Many large data sets, such as gigapixel images, geographic maps, or networks, require exploration of annotations at different levels of detail. We call an annotation a region in the visualization that contains some visual patterns (called annotated pattern henceforth). These annotated patterns can either be generated by users or derived computationally. However, annotated patterns are often magnitudes smaller than the overview and too small to be visible. This makes tasks such as exploration, searching, comparing, or contextualizing challenging, as considerable navigation is needed to overcome the lack of overview or detail.
Exploring annotated patterns in context is often needed to assess the relevance of patterns and to dissect important from unimportant regions. For example, computational biologists study thousands of small patterns in large genome interaction matrices  to understand which physical interactions between regions on the genome are the driving factor that defines the structure of the genome. In astronomy, researchers are exploring and comparing multiple heterogeneous galaxies and stars within super high-resolution imagery . In either case, inspecting every potentially important region in detail is simply not feasible.
Exploring visual details of these annotated patterns in multiscale visual spaces requires a tradeoff between several conflicting criteria (Fig. 1). Patterns must be visible for inspection and comparison (detail). Enough of the overview needs to be visible to provide context for the patterns (context). And the detailed pattern representations must be close to its actual position in the overview (locality).
Current interactive navigation and visualization approaches, such as focus+context, overview+detail, or general highlighting techniques, address some but not all of these criteria and become difficult as repeated viewport changes, multiple manual lenses, or separate views at different zoom levels are required, which stress the user’s mental capacities.
Scalable Insets is a scalable visualization technique for interactively exploring and navigating large numbers of annotated patterns in multiscale visual spaces. Scalable Insets support users in early exploration through multifocus guidance by dynamically placing magnified thumbnails of annotated patterns as insets within the viewport (Fig. 2). The entire design (Fig. 3) is focused on scalability. To keep the number of insets stable, we developed dynamic grouping to cluster patterns based on their location, type, and the user’s viewport.

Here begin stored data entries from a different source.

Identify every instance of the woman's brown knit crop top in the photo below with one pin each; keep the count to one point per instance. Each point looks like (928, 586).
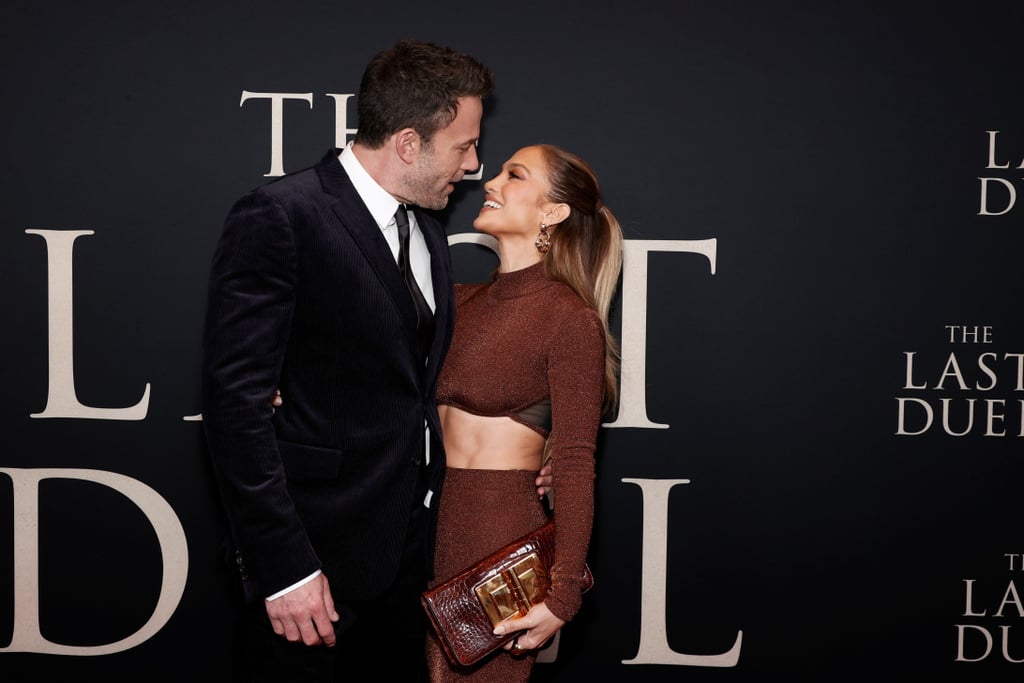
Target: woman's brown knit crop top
(519, 341)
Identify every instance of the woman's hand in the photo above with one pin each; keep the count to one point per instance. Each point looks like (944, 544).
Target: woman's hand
(538, 627)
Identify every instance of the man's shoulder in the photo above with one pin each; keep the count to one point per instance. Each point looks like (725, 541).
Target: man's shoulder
(310, 177)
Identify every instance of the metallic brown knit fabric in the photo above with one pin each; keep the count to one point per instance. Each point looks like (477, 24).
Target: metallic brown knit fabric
(518, 340)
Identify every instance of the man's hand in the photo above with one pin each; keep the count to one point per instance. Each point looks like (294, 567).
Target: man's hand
(305, 613)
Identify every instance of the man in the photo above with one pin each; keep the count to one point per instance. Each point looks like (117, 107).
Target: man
(331, 499)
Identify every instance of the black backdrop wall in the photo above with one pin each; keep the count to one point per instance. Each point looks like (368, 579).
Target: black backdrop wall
(816, 469)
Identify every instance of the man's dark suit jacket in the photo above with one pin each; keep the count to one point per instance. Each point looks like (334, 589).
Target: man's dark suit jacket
(306, 296)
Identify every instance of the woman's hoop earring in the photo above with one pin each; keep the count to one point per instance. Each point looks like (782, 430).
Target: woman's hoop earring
(543, 243)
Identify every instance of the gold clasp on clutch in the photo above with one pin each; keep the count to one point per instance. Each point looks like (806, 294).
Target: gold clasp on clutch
(513, 591)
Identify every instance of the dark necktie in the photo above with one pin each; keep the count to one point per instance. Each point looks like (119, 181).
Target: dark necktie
(424, 316)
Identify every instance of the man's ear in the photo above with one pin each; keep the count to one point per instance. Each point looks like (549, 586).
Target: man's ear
(407, 144)
(556, 213)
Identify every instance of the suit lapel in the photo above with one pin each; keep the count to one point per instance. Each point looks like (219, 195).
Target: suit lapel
(440, 275)
(355, 218)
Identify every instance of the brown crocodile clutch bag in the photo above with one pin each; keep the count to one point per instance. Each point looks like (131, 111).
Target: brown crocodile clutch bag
(465, 609)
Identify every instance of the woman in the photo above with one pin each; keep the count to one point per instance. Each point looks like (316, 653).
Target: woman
(531, 369)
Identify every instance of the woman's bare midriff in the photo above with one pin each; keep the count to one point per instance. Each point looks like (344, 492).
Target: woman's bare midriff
(474, 441)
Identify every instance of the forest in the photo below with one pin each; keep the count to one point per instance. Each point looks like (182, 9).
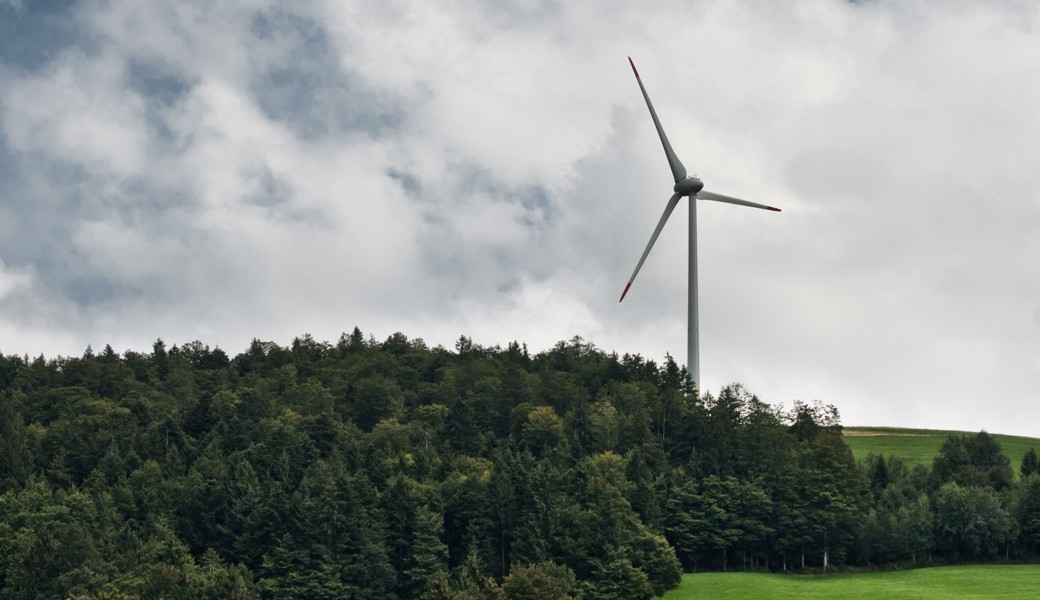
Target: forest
(389, 469)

The degree of clustering constitutes a tradeoff between context and detail. Groups of patterns are visually represented as a single aggregated inset to accommodate for detail. Details of aggregated patterns are gradually resolved as the user navigates into certain regions. We also present two dynamic mechanisms for placing insets either within the overview or on the overview’s boundaryto allow flexible adjustment to locality. With Scalable Insets, the user can rapidly search, compare, and contextualize large pattern spaces in multiscale visualizations.
We implemented Scalable Insets as an extension to HiGlass , a flexible web application for viewing large tile-based datasets. The implementation currently supports gigapixel images, geographic maps, and genome interaction matrices. In a qualitative user study six computational biologists explored features in a genome interaction matrices using Scalable Insets.
Their feedback shows that our technique is easy to learn and effective in biological data exploration. Results of a controlled user study with 18 novice users comparing both placement mechanisms of Scalable Insets to a standard highlighting technique show that Scalable Insets reduced the time to find annotated patterns by up to 45% and improved the accuracy in comparing pattern types by up to 32 percentage points.